Clóvis Barreto supera Trindade em debate de preparação para eleição

Clóvis Barreto(E) vence Ricardo Trindade(D) no debate da DPE

Clóvis Barreto(E) vence Ricardo Trindade(D) no debate da DPE

Há dois dias da eleição para Defensoria Geral do Estado (DPE), o debate esquentou entre Clóvis Barreto e Ricardo Trindades, os dois únicos candidatos a eleição marcada para o próximo dia 24.

Na opinião dos defensores mais antigos e de carreira, Clóvis Barreto foi quem melhor se saiu no primeiro debate formalizado e realizado pela Associação dos Defensores Públicos do Estado do Amazonas (Adepam) em que foram formalizados as perguntas e respondidas por escrito pelos candidatos.

Sobre a isonomia renumeratória do defensor público com as demais carreiras jurídicas, Clóvis Barreto disse que a atual gestão nada fez nesse sentido. “É bom que se diga que qualquer avanço remuneratório passa, necessariamente, pelas respectivas dotação orçamentária. Negar tal fato é desonestidade intelectual e oportunismo eleitoreiro. Para o exercício de 2014 a atual gestão nos brindou com o mesmo patamar orçamentário de 2013. Resta escolher um Defensor Público preparado e dinâmico suficiente para conseguir que o orçamento a ser votado para o ano de 2015 contemple valores que nos permitam alcançar a tão sonhada justiça remuneratória”, afirmou.

Sobre o planejamento da DPE no interior, Clóvis Barreto afirmou que nada foi feito para dotar o interior da estrutura necessária para que os defensores exercessem suas atividades com o mínimo de autonomia e dignidade. “O resultado dessa absoluta falta de planejamento é a situação vexatória a que tristemente assistimos hoje. Assim que assumir o cargo de Defensor geral montarei equipe especial, uma força-tarefa, para que juntamente como o titular das comarcas, atualizarmos o levantamento da situação individual de cada município. Durante minha gestão, nenhum defensor permanecerá em comarca que não disponha do mínimo necessário para que o colega possa desempenhar seu trabalho com autonomia, e principalmente, dignidade”.
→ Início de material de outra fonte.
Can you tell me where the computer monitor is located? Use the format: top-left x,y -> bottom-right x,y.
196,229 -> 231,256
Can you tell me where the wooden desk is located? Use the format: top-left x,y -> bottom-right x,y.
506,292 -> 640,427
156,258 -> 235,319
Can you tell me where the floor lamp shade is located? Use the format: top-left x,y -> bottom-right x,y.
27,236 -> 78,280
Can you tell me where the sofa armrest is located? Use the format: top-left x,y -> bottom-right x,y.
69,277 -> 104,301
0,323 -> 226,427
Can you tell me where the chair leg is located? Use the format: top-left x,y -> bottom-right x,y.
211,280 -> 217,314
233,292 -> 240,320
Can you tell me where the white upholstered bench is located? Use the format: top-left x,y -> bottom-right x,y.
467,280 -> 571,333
Como propostas para humanizar os estabelecimentos prisionais no Estado, o defensor Clóvis Barreto opinou: “Por diversas vezes alertei o atual gestor e outros integrantes de sua equipe que no Amazonas estamos tutelando mais o patrimônio do que a liberdade e as condições minimamente dignas para o cumprimento das sanções penais. Basta verificar quantos defensores atuam em caráter permanente na área cível enquanto na execução penal contamos apenas com o dedicado  Leonardo Figliuolo. Na minha gestão terei atenção especial à Execução Pena e aos Direitos Humanos, com a implantação desses dois núcleos dotados de pessoal, material e veículos necessários”.

Quanto as propostas apresentadas no que diz respeito à afirmação institucional da Defensoria Pública, como instituição essencial à função jurisdicional, notadamente para a população em geral, Clóvis Barreto propõe a implantação da Ouvidoria e Programas de Educação em Direito que são medidas simples, de baixo custo e com grande alcance perante a sociedade. “lamentavelmente esses últimos dois anos tivemos uma gestão que nada desenvolveu nesse sentido. Como conseqüência não dialoga com a sociedade e, portanto, não tem eco junto aos diversos segmentos sociais”, enfatizou.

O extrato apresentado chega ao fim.